2011: Manhattan Beach, CA. Manhattan Beach had passed a city ban on plastic bags in February 2009. But the ACC and affiliated groups had blocked the ban by filing a lawsuit on the grounds that the city had not conducted an adequate Environmental Impact Report (EIR). The city took the case to the Californian Supreme Court, and in May 2011 the California Supreme Court ruled in favor of Manhattan Beach.
The Court ruled that a master EIR, developed by the Ocean Protection Council, will be a sufficient EIR for any California city voting to implement a plastic bag ban.
2011 Decatur,GA. The Environmental Sustainability board is trying to determine if it wants to pursue an anti-bag tax or an outright ban on plastic bags.
2011: Annapolis, MD is considering a ban like San Francisco.
2011: Boston, MA is entertaining a ban on all plastic bags.
2011; Brownsville, TX imposed $1 on plastic bags.
2011: Portland, OR. Effective October 15, 2011. The Portland City Council unanimously approved an ordinance that prohibits plastic shopping bags at checkouts of major grocery and certain big-box stores. The new rules designed to curb pollution, fulfill a pledge by Mayor Sam Adams after the 2011 Legislature declined to enact Oregon wide restrictions.
2011: Baltimore, MD is reviewing a proposal that would levy a 5 cent per bag tax on plastic bags. This is in response to the trash problems in Baltimore Harbor and Anacostia River.
Many counties have already banned the one-time plastic bag, for a variety of reasons.
2002: Bangladesh is a very low lying country that is readily susceptible to flooding. It was realized that millions of plastic bags were clogging the country`s storm drains, which massively aggravated the annual floods in the rainy season, so the use of plastic bags was banned.

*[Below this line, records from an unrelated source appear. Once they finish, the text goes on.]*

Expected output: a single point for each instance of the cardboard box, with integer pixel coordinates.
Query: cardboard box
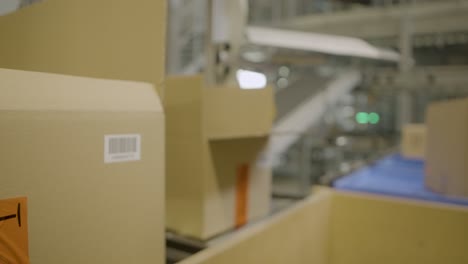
(111, 39)
(413, 141)
(214, 136)
(447, 147)
(88, 154)
(333, 227)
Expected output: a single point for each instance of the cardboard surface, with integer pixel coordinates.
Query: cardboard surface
(80, 208)
(413, 141)
(112, 39)
(211, 134)
(336, 227)
(447, 147)
(14, 231)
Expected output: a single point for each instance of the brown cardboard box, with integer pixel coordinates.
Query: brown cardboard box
(447, 146)
(89, 156)
(214, 136)
(413, 141)
(111, 39)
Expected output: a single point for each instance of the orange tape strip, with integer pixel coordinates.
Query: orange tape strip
(242, 186)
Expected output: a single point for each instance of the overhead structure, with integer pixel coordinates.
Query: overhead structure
(430, 17)
(317, 42)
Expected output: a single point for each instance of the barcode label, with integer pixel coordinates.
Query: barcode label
(122, 148)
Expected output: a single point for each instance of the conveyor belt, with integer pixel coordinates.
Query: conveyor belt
(394, 176)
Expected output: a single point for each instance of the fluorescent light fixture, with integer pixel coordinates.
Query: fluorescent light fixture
(251, 80)
(322, 43)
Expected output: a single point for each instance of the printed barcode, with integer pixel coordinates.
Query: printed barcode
(122, 145)
(121, 148)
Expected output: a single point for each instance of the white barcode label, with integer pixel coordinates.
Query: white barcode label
(122, 148)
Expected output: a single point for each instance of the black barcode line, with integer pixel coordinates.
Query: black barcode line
(122, 145)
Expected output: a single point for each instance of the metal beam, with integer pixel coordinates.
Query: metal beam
(372, 23)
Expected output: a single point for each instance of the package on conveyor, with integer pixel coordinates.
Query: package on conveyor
(334, 227)
(447, 147)
(413, 141)
(81, 170)
(214, 136)
(110, 39)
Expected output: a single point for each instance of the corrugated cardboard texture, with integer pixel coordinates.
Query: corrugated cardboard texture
(333, 227)
(112, 39)
(82, 210)
(211, 140)
(413, 142)
(233, 113)
(447, 146)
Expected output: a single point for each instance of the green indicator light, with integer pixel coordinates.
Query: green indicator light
(362, 118)
(374, 118)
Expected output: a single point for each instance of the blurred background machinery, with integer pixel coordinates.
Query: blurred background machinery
(367, 98)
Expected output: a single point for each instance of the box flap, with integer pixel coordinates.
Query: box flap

2002: Ireland depends on tourism to boast its economy. Plastic bags were littering the streets and countryside. Ireland was the first country to introduce a plastic bag fee, or Plas tax of 20 cents on every shopping bag used. Consumption dropped by 90% the first year, (but raised $9.6 million for environmental improvement projects). In the year following the tax imposition, annual consumption of plastic bags dropped by about 1billion bags, and stores found a new market in selling reusable cloth bags.
After the bag tax was enforced, the sale of container liner bags increased somewhat, but the total plastic bag use dropped dramatically since the number of liner bags sold is much less than for single-use disposables, Also, trash liner bags are used specifically for trash that generally go directly into the landfill. They are not released into the environment.

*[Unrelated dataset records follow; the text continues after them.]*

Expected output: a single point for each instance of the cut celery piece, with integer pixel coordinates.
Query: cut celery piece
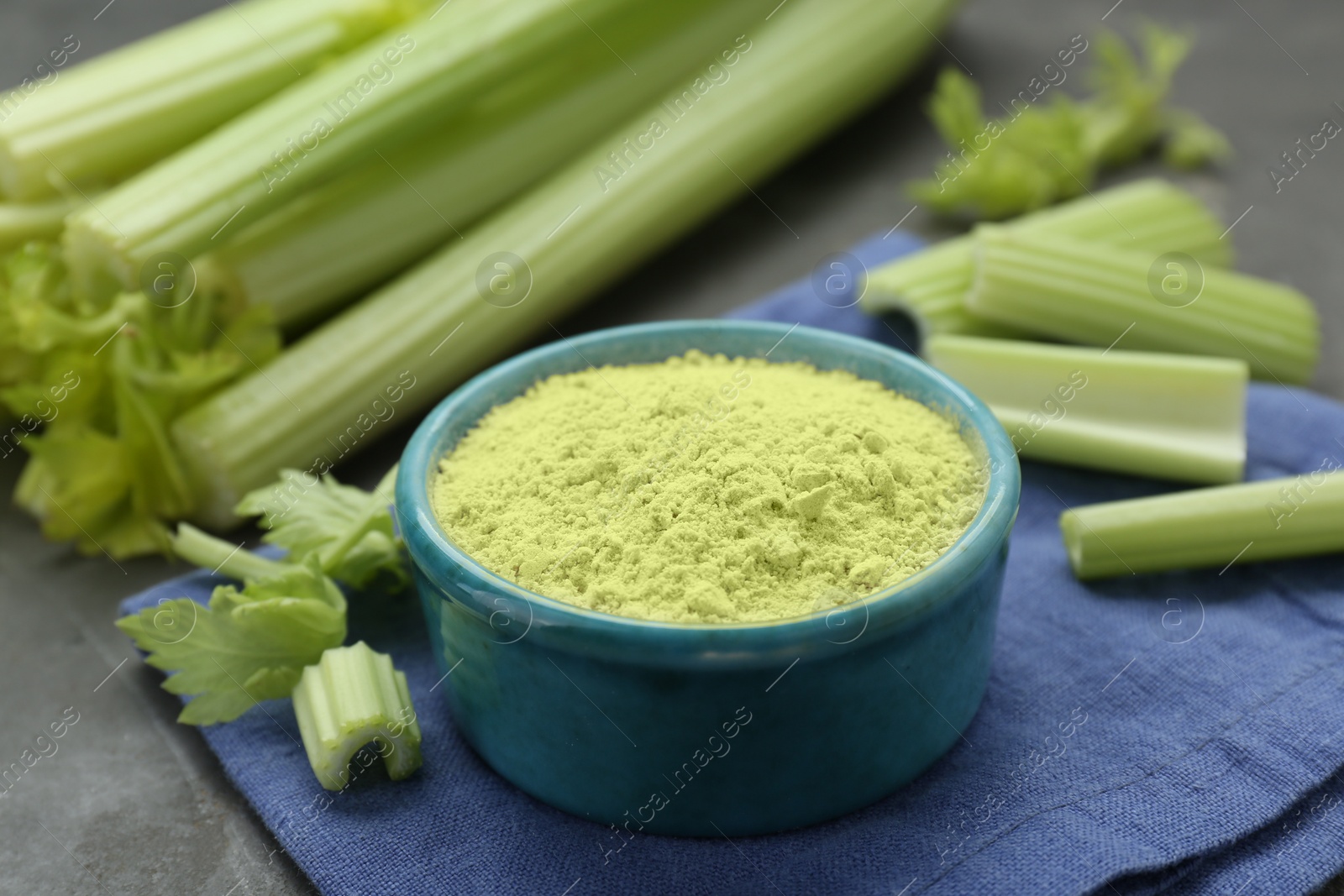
(1173, 417)
(1285, 517)
(322, 127)
(1149, 215)
(22, 222)
(223, 558)
(1099, 295)
(799, 74)
(98, 121)
(353, 698)
(351, 234)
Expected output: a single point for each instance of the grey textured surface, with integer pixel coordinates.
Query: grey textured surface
(134, 804)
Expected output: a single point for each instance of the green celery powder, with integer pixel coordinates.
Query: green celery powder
(709, 490)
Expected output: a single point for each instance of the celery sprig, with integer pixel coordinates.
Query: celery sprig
(1151, 215)
(1267, 520)
(104, 472)
(1173, 417)
(799, 74)
(246, 645)
(1097, 295)
(349, 699)
(105, 118)
(347, 530)
(1046, 150)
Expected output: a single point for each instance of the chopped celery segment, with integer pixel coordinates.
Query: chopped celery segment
(24, 222)
(391, 89)
(797, 76)
(349, 699)
(1149, 215)
(1173, 417)
(98, 121)
(1099, 295)
(1270, 519)
(355, 231)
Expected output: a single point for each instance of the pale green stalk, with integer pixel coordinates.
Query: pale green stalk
(1149, 215)
(228, 560)
(1097, 295)
(22, 222)
(1268, 520)
(389, 90)
(349, 235)
(1173, 417)
(797, 76)
(353, 698)
(97, 121)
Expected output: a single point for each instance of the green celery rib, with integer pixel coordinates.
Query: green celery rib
(1095, 295)
(353, 698)
(344, 237)
(107, 118)
(1151, 215)
(1173, 417)
(808, 67)
(324, 125)
(1287, 517)
(20, 222)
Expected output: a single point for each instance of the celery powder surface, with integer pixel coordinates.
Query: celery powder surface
(709, 490)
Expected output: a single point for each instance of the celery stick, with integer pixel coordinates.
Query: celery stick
(796, 76)
(223, 558)
(1287, 517)
(22, 222)
(351, 234)
(1097, 295)
(1173, 417)
(386, 92)
(107, 118)
(1149, 215)
(349, 699)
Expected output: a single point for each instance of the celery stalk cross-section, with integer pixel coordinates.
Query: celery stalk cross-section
(353, 698)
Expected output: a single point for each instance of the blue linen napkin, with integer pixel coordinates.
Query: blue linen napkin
(1163, 734)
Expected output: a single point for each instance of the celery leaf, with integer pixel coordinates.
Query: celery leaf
(244, 647)
(349, 530)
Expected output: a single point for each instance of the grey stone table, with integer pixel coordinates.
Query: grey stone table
(134, 804)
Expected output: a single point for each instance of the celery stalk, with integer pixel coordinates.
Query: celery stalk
(22, 222)
(1287, 517)
(1149, 215)
(796, 76)
(351, 234)
(1097, 295)
(1173, 417)
(353, 698)
(107, 118)
(389, 90)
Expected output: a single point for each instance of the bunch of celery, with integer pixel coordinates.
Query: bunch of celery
(98, 121)
(1042, 152)
(390, 90)
(307, 257)
(795, 76)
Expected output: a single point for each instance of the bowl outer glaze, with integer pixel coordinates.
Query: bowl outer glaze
(628, 721)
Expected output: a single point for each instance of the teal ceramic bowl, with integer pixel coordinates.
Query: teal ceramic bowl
(711, 730)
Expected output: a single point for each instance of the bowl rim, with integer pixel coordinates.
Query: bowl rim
(427, 539)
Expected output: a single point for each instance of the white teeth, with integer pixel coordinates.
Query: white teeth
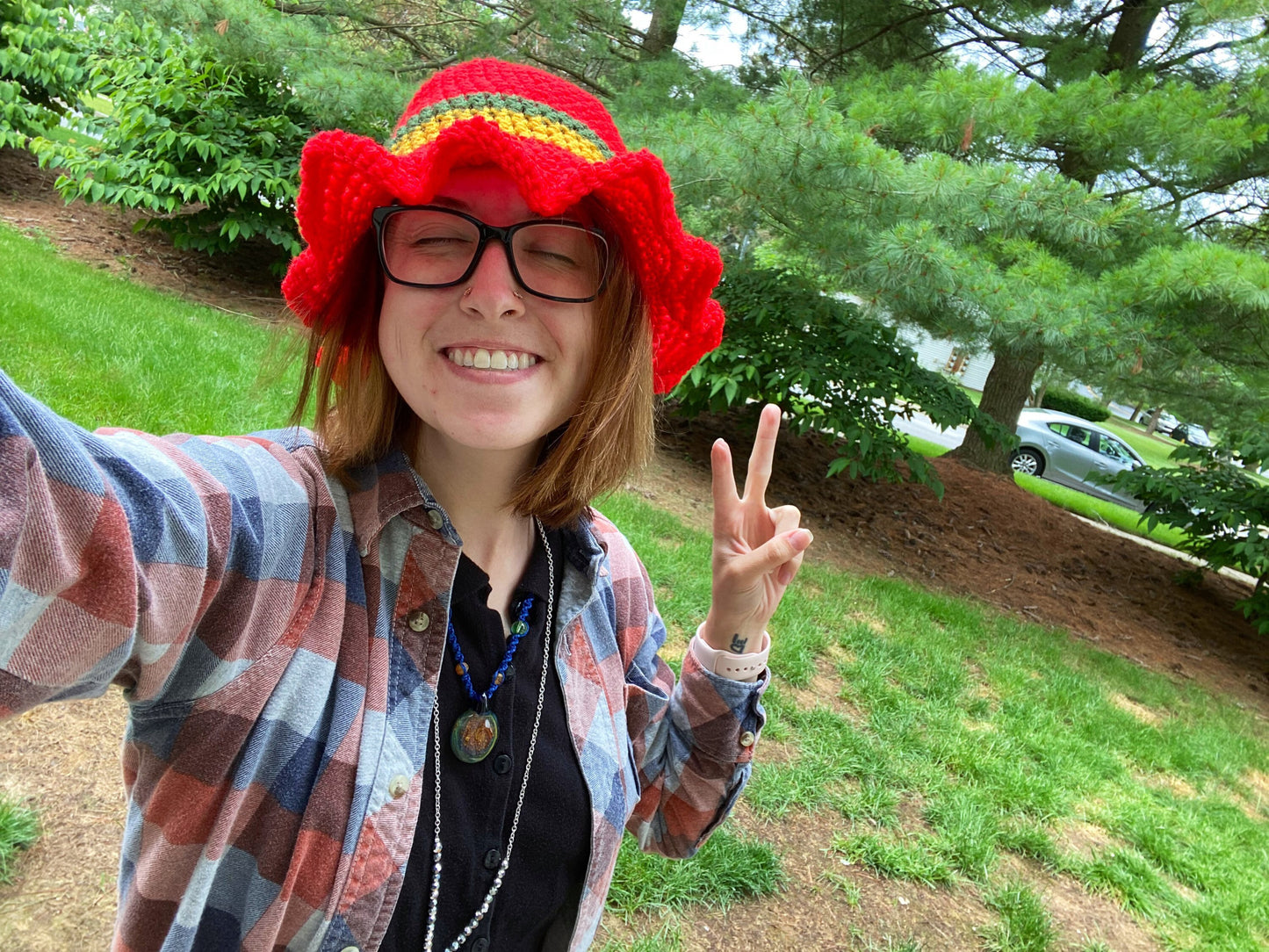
(491, 359)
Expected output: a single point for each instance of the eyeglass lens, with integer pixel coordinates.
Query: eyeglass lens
(432, 247)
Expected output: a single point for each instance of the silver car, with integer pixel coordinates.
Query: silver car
(1074, 452)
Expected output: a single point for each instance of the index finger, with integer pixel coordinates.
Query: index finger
(764, 452)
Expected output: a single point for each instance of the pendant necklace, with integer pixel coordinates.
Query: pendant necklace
(475, 732)
(434, 899)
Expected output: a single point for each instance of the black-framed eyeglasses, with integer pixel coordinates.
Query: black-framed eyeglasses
(430, 247)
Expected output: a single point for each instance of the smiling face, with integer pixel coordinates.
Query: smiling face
(485, 364)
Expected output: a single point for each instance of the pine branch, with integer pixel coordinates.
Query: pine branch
(595, 87)
(779, 29)
(994, 43)
(1160, 65)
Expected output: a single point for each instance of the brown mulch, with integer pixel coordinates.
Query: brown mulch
(985, 539)
(990, 539)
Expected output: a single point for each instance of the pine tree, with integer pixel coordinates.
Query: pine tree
(999, 199)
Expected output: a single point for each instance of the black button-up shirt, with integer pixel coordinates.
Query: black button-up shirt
(537, 905)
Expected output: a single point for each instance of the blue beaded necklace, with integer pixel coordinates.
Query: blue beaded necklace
(476, 732)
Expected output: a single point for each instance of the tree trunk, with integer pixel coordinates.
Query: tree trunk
(663, 32)
(1004, 395)
(1131, 33)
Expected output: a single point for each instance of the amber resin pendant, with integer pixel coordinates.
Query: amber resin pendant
(473, 735)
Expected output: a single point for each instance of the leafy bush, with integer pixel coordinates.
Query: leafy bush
(210, 148)
(1067, 402)
(834, 370)
(42, 69)
(1223, 509)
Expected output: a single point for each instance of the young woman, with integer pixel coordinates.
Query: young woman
(393, 684)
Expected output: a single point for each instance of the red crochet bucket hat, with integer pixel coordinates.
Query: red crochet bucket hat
(559, 145)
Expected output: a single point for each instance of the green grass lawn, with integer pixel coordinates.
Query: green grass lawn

2006: Rwanda. Shops were banned from using plastic bags and police may stop people on the street if seen carrying a plastic bag. Some supermarkets have been closed down for flouting the ban. Travelers crossing into Rwanda have to forfeit any plastic bags at the border post.
2006: Eritrea. A plastic bag ban helped to protect nature. Those who import, produce, distribute or sell plastic bags are fined.
2006: South KoreaTourism represents a major industry. Plastic bags were banned to eliminate a litter problem. The government mandated the concept of: Extended Producer Responsibility (EPR). The EPR system requires manufacturers and importers to recycle a certain amount of their products. In five years since the program was launched in South Korea, 6 million tons of waste have been recycled, including 70,000 tons of plastic, producing a financial benefit of $1.6 billion, and providing a new source of jobs and income.
2007: Uganda and Kenya. Uganda and Kenya banned the use of plastic bags in an effort to curb environmental damage. These countries followed the example set by Rwanda.
2007: Switzerland, Germany and Holland all imposed fees on the one-time plastic bag.
2007: Canada introduced a 5c tax per bag and has committed to reduce plastic bag consumption by 50% in the next 5 years.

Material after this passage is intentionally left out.